From Saigon, we took the overnight train to Da Nang, and then a car to Hoi An. The train was fun. We arrived to find that our four-person sleeper cabin already contained five people--two women and two small children--but everyone was quite friendly and the kids were quiet and cute as hell, so the ride went well. We spent a night in Hoi An, a beautiful little river town, before flying up to Hanoi.

It is interesting to see someone see Vietnam for the first time. Arriving at night, Nathalie thought Hanoi looked like Paris. The city is full of tree-lined boulevards and lakes, and summer heat means that the streets blow up at night with walkers, bikers, loungers, and performers. Under the light of day, the city is distinctly more third-world, but it still maintains a sense of culture and character Nathalie seemed to find missing in the number of other Asian cities she has visited in the last month. There is almost a sense of validation in having other people find appealing and exciting that which is special to you, so it was great to see her find something special in Hanoi. I felt the same way when my dad arrived yesterday. He jumped out of the cab totally enthused, talking about how much the traffic, and general sense of the city, he saw as he drove in reminded him of Sicily when his family moved there in the 60s.

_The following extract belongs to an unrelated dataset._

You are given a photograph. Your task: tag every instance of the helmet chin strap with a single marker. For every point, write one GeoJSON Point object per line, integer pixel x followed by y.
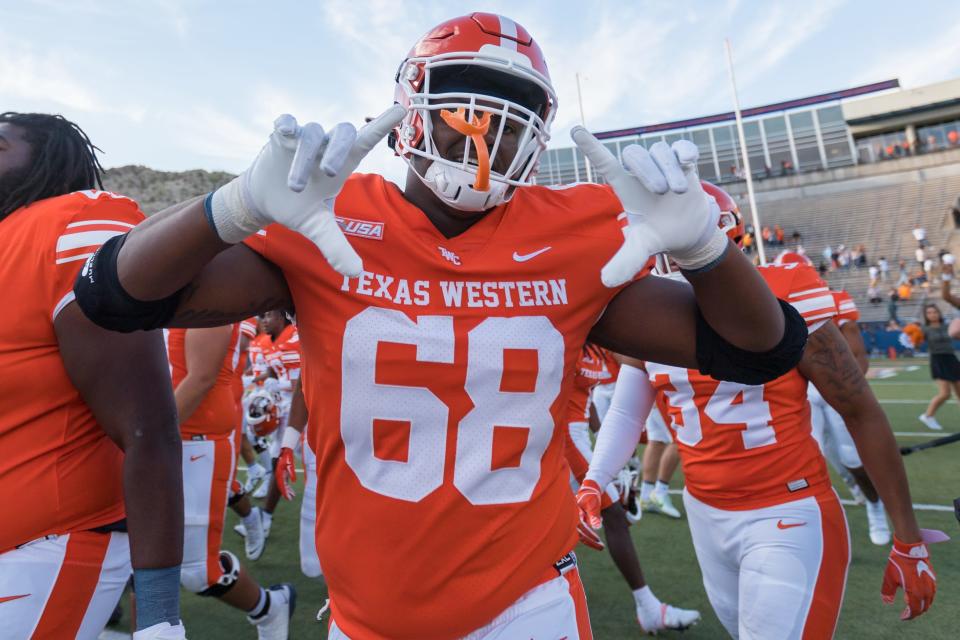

The geographic highlight of my trip with Nathalie has to be Ha Long Bay. No matter how many times I see it (this was trip 3), riding a boat through the green bay, surrounded by weathered limestone peaks that spring abruptly from the water, never fails to fill me with a sense of complete awe. We slept on the roof of the boat, under a nearly full moon that was bright enough to cast the islands into stark black relief against a navy sky, but not so bright that it obscured the three shooting stars I saw before drifting off--the first ones I've seen in my life. I woke up already sweating from the sun that was just peaking over a mountain, but was able jump immediately into the bay.

My dad and I leave for Sa Pa tonight on the overnight train. We are going to do four days of trekking through the mountains and valleys (hopefully more valleys than mountains), staying in the homes of various ethnic minority (VN government's term, not mine) villages, before heading back to Hanoi for a couple days. More to follow.